The man’s attention was now directed at Anna. “Infidel!” And with one swift movement he pierced Anna’s heart with his bayonet.
Then the soldier turned to deal with Marta. But she had vanished. The other prisoners had quickly closed their ranks upon her, hiding her from the soldier’s sight. The soldier grabbed the Vartabed Garabed by his twig-thin arm and marched him over to Kevork’s doomed group. “You can pay for that girl’s insolence.”

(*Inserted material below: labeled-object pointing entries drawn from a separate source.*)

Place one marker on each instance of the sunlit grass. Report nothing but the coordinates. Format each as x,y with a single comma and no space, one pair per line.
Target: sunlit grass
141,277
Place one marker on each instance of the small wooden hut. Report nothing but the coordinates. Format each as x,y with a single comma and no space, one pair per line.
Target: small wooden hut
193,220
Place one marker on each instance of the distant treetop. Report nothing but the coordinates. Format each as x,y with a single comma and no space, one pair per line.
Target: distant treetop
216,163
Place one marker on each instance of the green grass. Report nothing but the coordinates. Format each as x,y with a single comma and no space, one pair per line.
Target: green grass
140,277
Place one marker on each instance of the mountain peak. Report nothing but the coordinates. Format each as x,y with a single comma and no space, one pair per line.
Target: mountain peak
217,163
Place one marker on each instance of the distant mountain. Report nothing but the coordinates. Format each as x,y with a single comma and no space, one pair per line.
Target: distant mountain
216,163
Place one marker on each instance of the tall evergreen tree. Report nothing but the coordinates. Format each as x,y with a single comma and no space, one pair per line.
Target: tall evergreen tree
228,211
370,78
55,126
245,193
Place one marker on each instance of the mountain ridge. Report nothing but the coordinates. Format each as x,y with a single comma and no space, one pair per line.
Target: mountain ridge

Marta watched helplessly from her hiding place as Kevork and the priest and ten other men were packed into a wooden dinghy and pushed out onto the Euphrates. They were being taken yet deeper into the desert.
Marta choked back tears as she watched her beloved Kevork disappear over the horizon. For just
one moment, she hesitated. What was the point of even trying to escape? They would catch up with her sooner or later and she would die like everyone else.
But she had no illusions about what would happen to her if the soldiers found her. And she did not plan on letting that happen. She lay low, hiding among the deportees until night. The emaciated group had fallen into an exhausted sleep, but most of the soldiers stayed up to drink and play cards. Marta waited until the wee hours of the morning when the soldiers had drifted off to sleep too. Even the gendarme who was supposed to be keeping the night watch had fallen into a deep sleep. After all, where could these people possibly go?
Marta gazed at the hilly areas in the distance.
Quietly, she picked her way through the mass of inert bodies. Marta was at the very edge of the encampment. Just a few more steps ...
“Halt! Who goes there?”
It was the same young soldier who had started this journey with the orphanage contingent.
“You’re the traitor Armenian,” Marta said boldly.
“Don’t say that!” he responded, stepping back hesitantly. “I’ve become a Moslem.”
“Hypocrite.”
“I could kill you,” said the youth.
“Go ahead.”
The boy did nothing. The two Armenians glared at each other. Then Marta walked fearlessly out of the
encampment in full view of the young soldier. She knew that he was watching her, but he did not shoot.
She headed for the hills by the light of a new moon. She found several caves, all of good size. But there was a problem. Deportees before her had also found this hiding place, and the caves were full of death. Marta thought of her own parents rotting in a cave in Adana.